ILa Prof. Iride Conficoni

di Giuseppe Adriano Rossi

“Vivacità unita ad ambizione di riuscire e desiderio di porsi nell’ambiente con forza e intraprendenza per realizzare posizioni di valore” sono peculiarità che si evidenziano nella grafia di Ludovico Ariosto.

Lo scrive la prof. Iride Conficoni, grafologa, nella scheda dedicata all’autore dell’Orlando Furioso con cui apre il suo recentissimo volume “Personaggi tra le righe”: è attraverso la scrittura che letterati, pittori e musicisti vengono visti e analizzati.

La scrittura, inoltre, permette di leggere aspetti temperamentali e di carattere; così la studiosa scrive del poeta: il carattere si fonda su un temperamento in cui emergono vivacità e vitalità, energia e ambizione, fermezza e continuità operativa – non va dimentica che il duca di Ferrara nominò l’Ariosto governatore della Garfagnana, territorio notoriamente non tranquillo. Convivono nervosismo, inquietudini e possibile irritazione di fronte a quando può costituire motivo di turbamento od ostacolo.

In sintesi, come può essere delineato messer Ludovico attraverso la sua grafia? Ecco la risposta di iride Conficoni, stimata grafologa, nonché apprezzata docente universitaria e in corsi UCIIM per insegnanti: “Personalità ricca e vivace, arguta, brillante e fantasiosa, portata a risentirsi e a dare significativa risonanza alle sollecitazioni, desiderosa di conseguire i propri obiettivi senza demordere, l’Ariosto ha saputo trasfondere e rappresentare nella sua opera e nei suoi personaggi l’ampia gamma delle sensazioni dettate da un variegato mondo emotivo”.

Ariosto, ritratto Maffeis

Un altro emiliano esaminato da Iride Conficoni è il musicista Giuseppe Verdi, contraddistinto – come si può rilevare attraverso la grafia – da un temperamento vivace, attivo, dotato di grande carica interiore, impetuoso, irascibile, inflessibile.

Quattordici sono gli artisti analizzati nelle oltre 160 pagine del volume, Arpeggio Libero Editrice, con prefazione di Paola Cadonici, pedagogista, psicoterapeuta e logopedista. Si va da Manzoni a Raffaello, da Listz a Rossini, da Goldoni a Tiepolo.
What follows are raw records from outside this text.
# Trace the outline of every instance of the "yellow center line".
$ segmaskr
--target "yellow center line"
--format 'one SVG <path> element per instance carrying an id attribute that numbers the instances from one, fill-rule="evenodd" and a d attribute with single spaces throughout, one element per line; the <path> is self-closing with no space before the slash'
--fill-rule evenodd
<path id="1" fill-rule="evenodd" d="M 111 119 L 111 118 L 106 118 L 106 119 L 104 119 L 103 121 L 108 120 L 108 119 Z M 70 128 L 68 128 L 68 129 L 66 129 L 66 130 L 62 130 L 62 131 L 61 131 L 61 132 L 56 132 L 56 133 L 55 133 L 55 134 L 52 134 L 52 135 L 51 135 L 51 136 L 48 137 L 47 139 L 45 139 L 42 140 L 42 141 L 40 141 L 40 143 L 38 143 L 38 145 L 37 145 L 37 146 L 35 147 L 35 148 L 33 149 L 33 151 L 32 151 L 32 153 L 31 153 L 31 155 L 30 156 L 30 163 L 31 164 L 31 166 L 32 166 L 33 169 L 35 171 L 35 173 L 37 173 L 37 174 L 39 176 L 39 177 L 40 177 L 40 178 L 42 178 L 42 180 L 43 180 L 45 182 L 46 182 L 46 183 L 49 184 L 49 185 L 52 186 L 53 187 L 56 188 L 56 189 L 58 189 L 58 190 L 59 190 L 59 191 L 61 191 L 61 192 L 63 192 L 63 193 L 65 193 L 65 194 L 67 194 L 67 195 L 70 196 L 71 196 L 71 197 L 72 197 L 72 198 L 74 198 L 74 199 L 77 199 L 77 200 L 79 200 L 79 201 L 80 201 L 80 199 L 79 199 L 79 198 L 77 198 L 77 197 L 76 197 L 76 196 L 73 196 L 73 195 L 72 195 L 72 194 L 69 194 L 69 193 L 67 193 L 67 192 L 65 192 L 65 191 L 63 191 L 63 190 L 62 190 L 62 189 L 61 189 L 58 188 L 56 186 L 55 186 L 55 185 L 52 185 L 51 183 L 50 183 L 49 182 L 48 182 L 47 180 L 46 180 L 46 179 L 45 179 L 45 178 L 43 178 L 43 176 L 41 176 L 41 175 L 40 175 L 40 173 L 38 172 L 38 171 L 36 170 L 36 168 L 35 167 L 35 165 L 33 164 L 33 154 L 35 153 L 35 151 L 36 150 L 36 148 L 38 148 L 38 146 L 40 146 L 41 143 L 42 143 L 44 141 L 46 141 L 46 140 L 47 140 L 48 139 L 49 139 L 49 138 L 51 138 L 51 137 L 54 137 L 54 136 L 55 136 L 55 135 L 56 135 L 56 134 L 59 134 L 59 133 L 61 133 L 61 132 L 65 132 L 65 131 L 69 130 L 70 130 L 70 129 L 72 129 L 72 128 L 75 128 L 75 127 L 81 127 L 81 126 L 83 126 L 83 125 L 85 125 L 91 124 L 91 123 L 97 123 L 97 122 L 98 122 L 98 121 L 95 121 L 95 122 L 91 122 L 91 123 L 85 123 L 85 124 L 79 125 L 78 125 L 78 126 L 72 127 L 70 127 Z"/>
Di particolare utilità è il “glossario degli indici grafici del metodo morettiano”, edito in appendice. Assai importante è la precisazione con cui Iride Conficoni, appezzata docente di grafologia specialistica al Seraphicum di Roma, introduce il volume. Certamente i personaggi presi in esame sono già stati consegnati alla storia e ad una cospicua bibliografica. “L’approccio qui è del tutto diverso e particolare, in quanto si intende procedere all’esame di tali soggetti da un altro punto di vista: attraverso la decodificazione prima e l’interpretazione poi della loro scrittura”.